Brother, or Lover?

How do you view guys? Do you see them as a Brother (in Christ) or a Lover?
It's an easy thing to slip into doing the second one, as seeing each guy around our age, a potential 'lover'.
I want us to be honest with ourselves, even when it's painful. Let us ask ourselves this question, and give ourselves a true answer. You don't have to share it with anyone else, besides God, of course, but it's important to know where your motives come from.
When we're walking through a store, and we see a guy that we think is not so bad looking, do we see him as someone we could 'have a crush on' or a brother in Christ?
I, just like the next gal, don't always catch myself to think of every guy as a brother in Christ. And that's where it needs to start. We need to first see every man as a brother in Christ, and if God desires something more to become of it, than it will, but we are then comforted with the knowledge that he was first our brother in Christ, and we held no impure notions about him.
By our own will we cannot just switch our thinking. It's not going to happen just like *that*. It is going to have to come from the Lord. Our strength comes from the Lord, and this is also considered a strength we need, in my opinion.
Today we treat our emotions, and feelings toward the opposite sex as if they are nothing, really. They don't matter that much, do they? But they do. This is a area we need to be daily praying about and for. We need to hand over the key to our King, and let Him guard our hearts and emotions how He desires to. It isn't up to us alone. But through Jesus Christ our King. He will take care of us, and steer our thoughts to Him, if we let Him. And it will be something that we have to work on too, because Satan wants our minds pulled away from the Lord. But "You will keep him in perfect peace whose mind is stayed on You, because he trusts in You." which is found in Isaiah :)
Next time you look at a guy, ask God to let you see him how the Lord sees him. Let's surrender all to God, and count it gain.

7 Responses So Far...Care to Share?:

Jenny said...

I've personally known young women who've obsessed over every guy they meet as a potential husband. Definitely not good. But I've also seen a lot of men and women permanently lost in singlehood when all sorts of nice Christians are passing right under their noses. Why? Because these men and women are stuck in a framework of mind that actually prevents them from considering their brothers and sisters in Christ as good marriage prospects. Many are in their 30s, still wondering why they're still single, but responding with a disgusted "But he/she is like a brother/sister!" when someone suggests a perfectly good match.

Ladies of Virtue said...

Yes, I do see what you mean.
The one thing that's missing, and is very important, is just trusting in the Lord to bring the right man.
There definitely needs to be a balance! :)
Thanks for your comment!

Rubies Like Ruth said...

This is very challenging and something that we girls need to consider!!!

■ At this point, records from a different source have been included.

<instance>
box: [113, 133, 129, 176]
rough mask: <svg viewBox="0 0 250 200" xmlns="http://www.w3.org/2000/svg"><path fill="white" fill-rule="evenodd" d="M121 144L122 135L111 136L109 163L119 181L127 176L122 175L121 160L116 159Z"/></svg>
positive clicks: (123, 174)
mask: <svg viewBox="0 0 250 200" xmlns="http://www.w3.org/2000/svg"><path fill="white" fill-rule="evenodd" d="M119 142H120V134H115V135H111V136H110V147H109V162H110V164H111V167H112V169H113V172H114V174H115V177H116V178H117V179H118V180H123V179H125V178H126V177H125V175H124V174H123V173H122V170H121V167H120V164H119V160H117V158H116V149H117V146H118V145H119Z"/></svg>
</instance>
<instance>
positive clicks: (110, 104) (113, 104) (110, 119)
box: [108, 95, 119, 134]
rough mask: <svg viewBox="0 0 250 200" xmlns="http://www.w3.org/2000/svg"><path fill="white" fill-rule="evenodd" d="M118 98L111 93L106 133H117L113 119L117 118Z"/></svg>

I think that many girls, however, confuse their feelings. They say, "He's just like a brother," but deep inside, they're really picturing him as a future husband. It is definitely dangerous territory.

Sometimes, I wonder how much more beneficial it'd be for all parties concerned to change our lustful thoughts into a prayer for the young man with whom we are tempted to think about - not a selfish prayer, but an upright prayer; a prayer for his character, for his spiritual life, and for his growth and maturity.

Another thought: if we live our single lives looking at every young guy as a "lover" that bad habit WILL continue throughout our married life and we as married women will still continue to lust after handsome men (these words are not mine, but from my mom, whose wisdom I respect and admire).

Thanks for this reminder!

~Ana Renee
www.rubieslikeruth.blogspot.com

LadiesofVirtue said...

Thank you for your comment Ana! I agree, especially with turning our lustful thoughts into upright prayers! :)

God bless!

Anonymous said...

Christian men too often look at women in terms of "future prospects" as well. It's good to hear women being honest about the fact that this is a issue for them too.

Amber Eileen said...

Thank you thank you thank you for this post!!! I realize now after reading this that my perspective on guys is wrong and that is one of the reasons I struggle with guys! Thank you again!
~Amber :)
ising4jesus.blogspot.com

Annemarie ((: said...

Hey there! I know that this was a while ago that you posted this, but I wanted to say thank you so much for this encouragement! (: it's great to see someone out there that is taking the time to help encourage us young ladies with things such as this and to let the Lord speak through you. ((: thank you again!